Is crowdinvesting deceiving the masses?

The concept is good. Leveraging the power of internet to raise funds, collect people’s ideas and gather comments and feedback from around the world, how amazing it is! The concept is so appealing, hundreds of crowd-funding sites have been set up, each focusing on a specific sector or country. I believe it is particularly powerful when the project owner itself upload his idea and look up for direct support and donations from thousands of people.
It becomes a little bit trickier when it comes to investing, meaning that the user do not simply donate 50$, but he actually “invests” 50$ (or 500$ or 5000$) expecting it to come back, preferably with some return. So if, as a business owner, I want to raise USD 50,000, I would have to convince 100 users to invest USD 500 on my crowd-investing profile. The risk is therefore shared between dozens of people, there is no minimum to step in and everyone is happy. This is particularly seen as a very effective solution for risky businesses (mainly at the concept stage) rejected by banks and VCs. The only choice left is getting some support online, hopefully leading to some sort of financial success that would allow the first believers to be paid back with good compensation. Hence it might be an effective solution to a kind of  “market failure” leaving businesses with high potential off the mainstream funding. With some good regulation and strong references checks, thieve, fakes and other abuses can also be kept away.

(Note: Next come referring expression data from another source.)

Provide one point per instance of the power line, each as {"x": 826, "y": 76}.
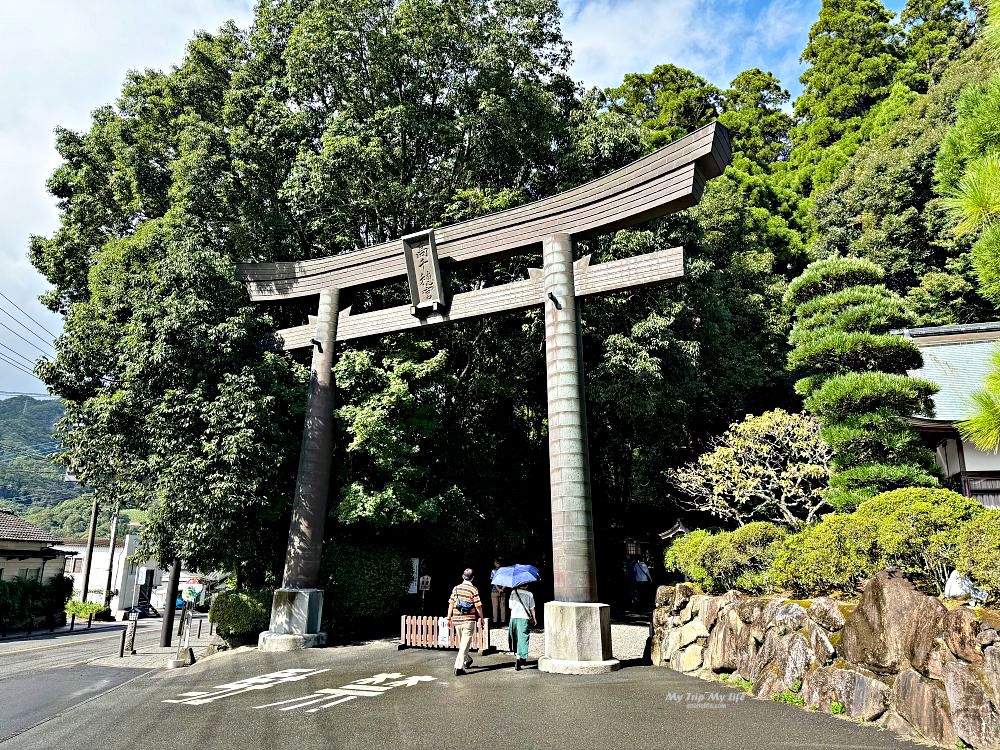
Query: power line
{"x": 16, "y": 365}
{"x": 26, "y": 315}
{"x": 30, "y": 343}
{"x": 14, "y": 351}
{"x": 44, "y": 341}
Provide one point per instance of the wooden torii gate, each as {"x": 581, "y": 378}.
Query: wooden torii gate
{"x": 577, "y": 635}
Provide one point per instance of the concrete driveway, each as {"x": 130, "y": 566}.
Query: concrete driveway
{"x": 373, "y": 696}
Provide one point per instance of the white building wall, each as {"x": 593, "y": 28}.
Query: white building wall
{"x": 977, "y": 460}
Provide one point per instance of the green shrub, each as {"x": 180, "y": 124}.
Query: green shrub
{"x": 241, "y": 615}
{"x": 21, "y": 598}
{"x": 918, "y": 529}
{"x": 836, "y": 553}
{"x": 365, "y": 584}
{"x": 739, "y": 559}
{"x": 979, "y": 551}
{"x": 787, "y": 696}
{"x": 83, "y": 610}
{"x": 683, "y": 556}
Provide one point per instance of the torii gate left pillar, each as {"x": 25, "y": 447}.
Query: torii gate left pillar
{"x": 577, "y": 628}
{"x": 297, "y": 607}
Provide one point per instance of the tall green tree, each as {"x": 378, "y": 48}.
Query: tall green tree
{"x": 852, "y": 57}
{"x": 326, "y": 127}
{"x": 753, "y": 111}
{"x": 883, "y": 206}
{"x": 666, "y": 102}
{"x": 855, "y": 378}
{"x": 934, "y": 33}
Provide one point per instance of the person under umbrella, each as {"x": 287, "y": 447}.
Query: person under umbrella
{"x": 521, "y": 607}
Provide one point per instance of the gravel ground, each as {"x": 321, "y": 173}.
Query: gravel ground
{"x": 627, "y": 641}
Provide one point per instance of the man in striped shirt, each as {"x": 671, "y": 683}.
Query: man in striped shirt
{"x": 464, "y": 609}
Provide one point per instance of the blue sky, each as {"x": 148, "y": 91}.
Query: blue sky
{"x": 63, "y": 58}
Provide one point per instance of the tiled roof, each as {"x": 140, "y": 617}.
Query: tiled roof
{"x": 14, "y": 529}
{"x": 958, "y": 367}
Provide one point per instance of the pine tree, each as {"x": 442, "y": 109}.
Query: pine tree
{"x": 855, "y": 378}
{"x": 934, "y": 33}
{"x": 853, "y": 58}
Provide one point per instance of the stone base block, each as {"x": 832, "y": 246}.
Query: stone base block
{"x": 562, "y": 666}
{"x": 577, "y": 639}
{"x": 274, "y": 643}
{"x": 296, "y": 611}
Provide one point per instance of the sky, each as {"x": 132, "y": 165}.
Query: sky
{"x": 60, "y": 59}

But the problem I am trying to point out here is not with scams, but with the very genuine businesses and organizations using crowd-investing to raise funds. I feel sometimes they tend to fool people and take advantage of their enthusiasm and eagerness to have an impact through their micro-investment. To put it in black and white, John is a business owner and can get USD 100,000 from a bank at let’s say 5%. He has to comply with conditions, report to the bank, get inspected etc. On the other hand, he can go on a crowd-investing platform, get checked (no problem) and raise funds at 1 or 2% from 500 people. Cheap money without any accountability. Each of those 500 spent 10 minutes reading his presentation (is it worth it to spend more time for 500$ anyway? And remember they are making impact!), clicked on the button and moved on to their Facebook account. John can even do more than that: he can take the bank funding AND the crowd-investing money, overall decreasing his funding costs and maybe gaining an unfair advantage toward the competition. The users got fooled twice: they are investing at cheaper rates while thinking they are the only source of money for SMEs. Not a big deal anyways for a 500$ investment. Look at Eureeca, for instance. I genuinely think they are doing great work. They spent huge efforts putting the platform together and fixing the legal issues. I really like the processes they have designed to back the user and the entrepreneurs, and it is quite an initiative for access to finance in the Middle East. But then let’s look at the funded companies: 100,000 for 6% of the shares? Really?? They merely started the operations, no proof of concept and they value themselves at more than USD1.5mln already. And 23 people accepted these terms and invested an average of USD 4500. They didn’t care maybe or they were not aware of what this really means in terms of risks they are taking. As a micro-investor, you have no leverage and you do not care. Maybe someone should take the money of the 23 and negotiate on their behalf? It is called Private Equity funds and they are much more expensive.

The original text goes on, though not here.